Most countries have policies touching each of these pillars to enable lifelong learning, but they often act in isolation. A curriculum may encourage critical thinking, but exams reward memorization. Adult learning vouchers may exist, but information and guidance remain scarce. Digital platforms may flourish, yet quality control lags.
The Education Policy Outlook argues that the real work to achieve lifelong learning lies in alignment:
- Align incentives so that individuals, institutions and employers all gain when learning continues – through promotion rules, wage structures, funding formulas, social benefits.
- Align resources so that support follows the learner across institutions and life stages rather than stopping at institutional boundaries.
- Align innovation so that digital tools, micro-credentials and recognition systems reinforce each other instead of creating new fragmentation.
At its core, the implementation of a true lifelong learning policy is basically a political choice. Do governments treat lifelong learning as an optional add-on, or as central infrastructure for economic resilience, social cohesion and democratic stability?
What a real lifelong learning system looks like
The report itself does not pretend there is a single model to achieve lifelong learning. Countries vary in institutions, labour markets and demographics. But through its 230-plus policy examples, the report does give you a sense of what a serious lifelong learning architecture would include:
- A strong early-years foundation
- Universal or near-universal access to quality early childhood education and care.
- Well-trained staff, time for reflection, and coherent curricula that put play, socio-emotional skills and curiosity at the centre.
- Structured support for parents, especially in disadvantaged communities, turning the home into a powerful learning environment.
- Adolescence that builds both competence and agency
- Curricula that integrate foundational skills, transversal competences and digital literacy.
- School cultures that treat students as partners in learning, not passive recipients.
- Embedded social and emotional learning, rather than add-on programmes.
- Robust guidance systems that connect students to labour-market realities and diverse pathways.
- Adult learning that fits real lives
- Flexible, modular learning offers with clear, portable credentials.
- Recognition of prior learning to avoid redundant training and honour experience.
- Shared financing models: public funds, employer contributions and individual entitlements combined.
- Digital platforms that support personalised learning, underpinned by strong quality assurance.
- Late-career learning with purpose
- Age-inclusive HR policies, combining mentoring roles, flexible work and targeted training.
- Community-based and online opportunities that link learning with social engagement and health.
- Integrated strategies that connect labour, health, social and education policies for older adults.

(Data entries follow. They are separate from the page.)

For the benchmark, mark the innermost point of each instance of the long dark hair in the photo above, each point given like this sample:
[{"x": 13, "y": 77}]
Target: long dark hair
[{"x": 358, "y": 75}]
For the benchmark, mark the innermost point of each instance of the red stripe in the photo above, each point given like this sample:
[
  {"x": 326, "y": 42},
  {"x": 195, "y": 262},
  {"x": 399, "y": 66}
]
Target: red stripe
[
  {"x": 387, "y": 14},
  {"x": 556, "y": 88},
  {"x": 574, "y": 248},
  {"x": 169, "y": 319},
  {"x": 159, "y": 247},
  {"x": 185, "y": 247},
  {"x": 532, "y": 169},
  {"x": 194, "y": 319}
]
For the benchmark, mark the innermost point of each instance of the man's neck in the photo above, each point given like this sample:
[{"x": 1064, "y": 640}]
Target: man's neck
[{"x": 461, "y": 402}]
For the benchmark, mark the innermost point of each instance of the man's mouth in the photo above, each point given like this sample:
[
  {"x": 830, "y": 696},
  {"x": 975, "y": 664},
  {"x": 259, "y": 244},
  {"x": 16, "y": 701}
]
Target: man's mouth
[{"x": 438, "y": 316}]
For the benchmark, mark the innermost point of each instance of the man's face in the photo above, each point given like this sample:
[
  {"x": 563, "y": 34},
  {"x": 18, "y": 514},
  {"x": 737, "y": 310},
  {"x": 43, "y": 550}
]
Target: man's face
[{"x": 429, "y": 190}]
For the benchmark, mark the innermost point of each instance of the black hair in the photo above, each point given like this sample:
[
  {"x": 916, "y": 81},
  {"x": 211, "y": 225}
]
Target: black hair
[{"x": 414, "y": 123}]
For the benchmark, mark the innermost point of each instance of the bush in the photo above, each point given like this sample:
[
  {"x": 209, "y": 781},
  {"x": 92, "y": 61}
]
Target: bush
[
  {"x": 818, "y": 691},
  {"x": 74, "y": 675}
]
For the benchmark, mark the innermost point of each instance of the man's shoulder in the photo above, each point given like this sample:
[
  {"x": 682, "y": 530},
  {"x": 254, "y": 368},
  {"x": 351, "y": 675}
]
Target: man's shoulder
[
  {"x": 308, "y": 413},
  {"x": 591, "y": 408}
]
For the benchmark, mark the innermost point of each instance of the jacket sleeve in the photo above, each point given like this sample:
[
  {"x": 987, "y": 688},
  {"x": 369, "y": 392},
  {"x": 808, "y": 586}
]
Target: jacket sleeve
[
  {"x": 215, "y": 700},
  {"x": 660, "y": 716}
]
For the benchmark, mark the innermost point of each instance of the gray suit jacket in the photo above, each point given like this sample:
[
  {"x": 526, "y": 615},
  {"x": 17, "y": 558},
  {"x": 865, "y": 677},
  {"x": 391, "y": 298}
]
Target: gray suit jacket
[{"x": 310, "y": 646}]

None of this is futuristic. Many elements already exist in individual countries. The most important problem is fragmentation – pilots without scale, strategies without budgets, reforms without long-term stability.
We used to learn to do our work, now lifelong learning is the work
In his editorial at the front of the report, Andreas Schleicher writes that in the modern world “we used to learn to do our work, now learning is the work”.
That line indeed captures the real shift in lifelong learning. Early childhood programs build curiosity. Adolescence shapes identity and agency. Mid-career learning maintains employability. Pre-retirement training prolongs participation in work. Step 5 which I added, completes the loop.
When technology can retrieve facts, translate languages and generate text on demand, the premium moves to something else: the capacity to keep learning, to connect dots across domains, to stay calm and curious when everything changes again.
Education systems that take this seriously will treat lifelong learning as a through-line from birth to old age. They will track the five turning points and measure whether people have the will, skills and means to keep going, and adjust policy accordingly.
For individuals, the message is sober but still empowering. You cannot control macro trends, but you can demand institutions that respect your need to learn at every stage, rather than only at the beginning.
For policymakers, the challenge is sharper. The data in “Education Policy Outlook 2025” leave little room for complacency. Skills are sliding. Participation is flat. Digital promise remains underused.
The next decade will show whether governments are willing to move from scattered initiatives to a genuine lifelong-learning system – one that meets people at each critical moment and makes continuous learning the new normal.
Lifelong learning FAQ
1. What are the five steps of lifelong learning?
The five steps follow the major transitions in a typical life course:
- Early childhood (0–5) – building curiosity, basic self-regulation and the first learning habits.
- Adolescence (10–16) – consolidating core skills, identity and agency before leaving compulsory schooling.
- Mid-career (35–44) – updating skills while juggling work, family and financial pressure.
- Pre-retirement (55–65) – staying employable and adaptable as work changes and health starts to matter more.
- Retirement / “third age” (60+) – using learning to stay autonomous, connected and able to contribute in ageing societies.
Together they describe where systems either support or lose people if they want real lifelong learning, not just slogans.
2. Why does early childhood matter so much for lifelong learning?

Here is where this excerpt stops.